I have a question regarding offsets in files. For instance a ".exe" extension/file, when you open a file like this.
handle = open('file.exe', mode='rb')
Now when you try to access the 10th 'Byte' you can use the seek function.
handle.seek(10, 0)
A lot of the values in the PE header are RVA's, meaning Imagebase + RVA is the offset when loaded in memory. The problem is you can't seek with this value. For instance:
.idtata section has a Virtual Address (RVA) and a Raw Address (Image based). Now with the previous method you can use the raw address to read at the right offset. For a lot of values only the RVA is given for which it doesn't work.
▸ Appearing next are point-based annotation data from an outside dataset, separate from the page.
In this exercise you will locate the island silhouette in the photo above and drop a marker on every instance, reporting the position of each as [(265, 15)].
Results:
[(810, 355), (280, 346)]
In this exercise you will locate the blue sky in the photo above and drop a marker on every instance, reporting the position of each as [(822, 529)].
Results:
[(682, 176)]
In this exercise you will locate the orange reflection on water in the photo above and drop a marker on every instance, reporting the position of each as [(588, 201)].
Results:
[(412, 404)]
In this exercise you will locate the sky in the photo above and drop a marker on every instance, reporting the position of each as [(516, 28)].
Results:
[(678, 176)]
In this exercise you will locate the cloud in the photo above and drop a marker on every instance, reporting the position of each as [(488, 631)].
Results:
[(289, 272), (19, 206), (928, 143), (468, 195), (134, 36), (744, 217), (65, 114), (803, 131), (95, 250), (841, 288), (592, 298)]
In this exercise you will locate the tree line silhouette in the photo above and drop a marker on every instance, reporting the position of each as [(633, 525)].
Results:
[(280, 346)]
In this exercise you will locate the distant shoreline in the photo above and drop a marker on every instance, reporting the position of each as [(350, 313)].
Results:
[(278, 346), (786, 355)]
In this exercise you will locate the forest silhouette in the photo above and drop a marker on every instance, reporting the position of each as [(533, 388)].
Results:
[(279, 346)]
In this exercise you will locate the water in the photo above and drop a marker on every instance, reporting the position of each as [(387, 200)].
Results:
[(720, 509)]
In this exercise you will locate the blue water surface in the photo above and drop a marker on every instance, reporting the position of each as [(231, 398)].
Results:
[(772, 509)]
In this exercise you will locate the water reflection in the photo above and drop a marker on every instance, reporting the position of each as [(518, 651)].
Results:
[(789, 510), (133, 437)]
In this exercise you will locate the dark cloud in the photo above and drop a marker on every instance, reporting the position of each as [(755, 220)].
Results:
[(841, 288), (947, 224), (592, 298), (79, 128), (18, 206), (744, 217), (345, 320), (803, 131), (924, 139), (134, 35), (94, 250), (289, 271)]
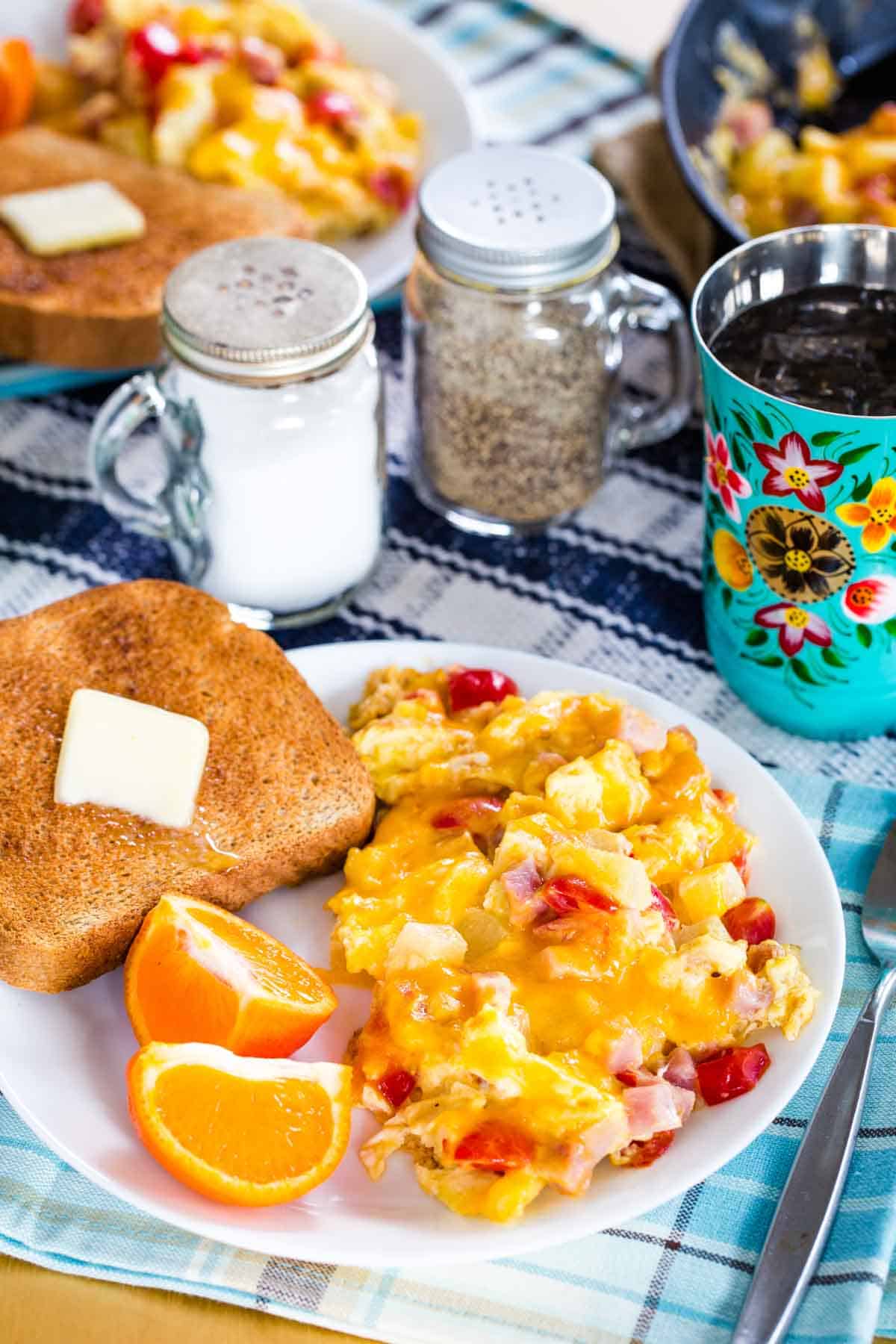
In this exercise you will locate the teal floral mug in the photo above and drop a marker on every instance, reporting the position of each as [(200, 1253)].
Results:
[(800, 549)]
Opening a file this way starts at 0, when loaded in memory, most of the times the imagebase is 0x00400000. Is there a way you can load the file in memory and thus using the exact offset values when it is loaded into memory? So instead of 0, the file starts at the imagebase so you can seek up the RVA's?
with Kinds Regards,
If you are on Windows, you could have the Image Loader load (i.e. unpack) the PE image into memory for you. Then you would be able to use the RVA directly, relatively to the image base, to locate the data you want.
Another option is to implement a few functions to parse the PE header and section table. The section table contains information about each section in the PE file, such as where it is located in the file (the raw file offset), and where it should be unpacked in memory, relative to the image base address. Via the section table, you could then write a function that translates an RVA into a corresponding raw file offset.
The only thing you should be aware of, is that not every RVA can be mapped back to a file offset. For instance, many sections have a region with zero-initialized data at the end, which is not explicitly represented in the binary file. Instead, the loader will pad out such sections with zeros according to the virtual size of each section (also found in the section table entries) at load time.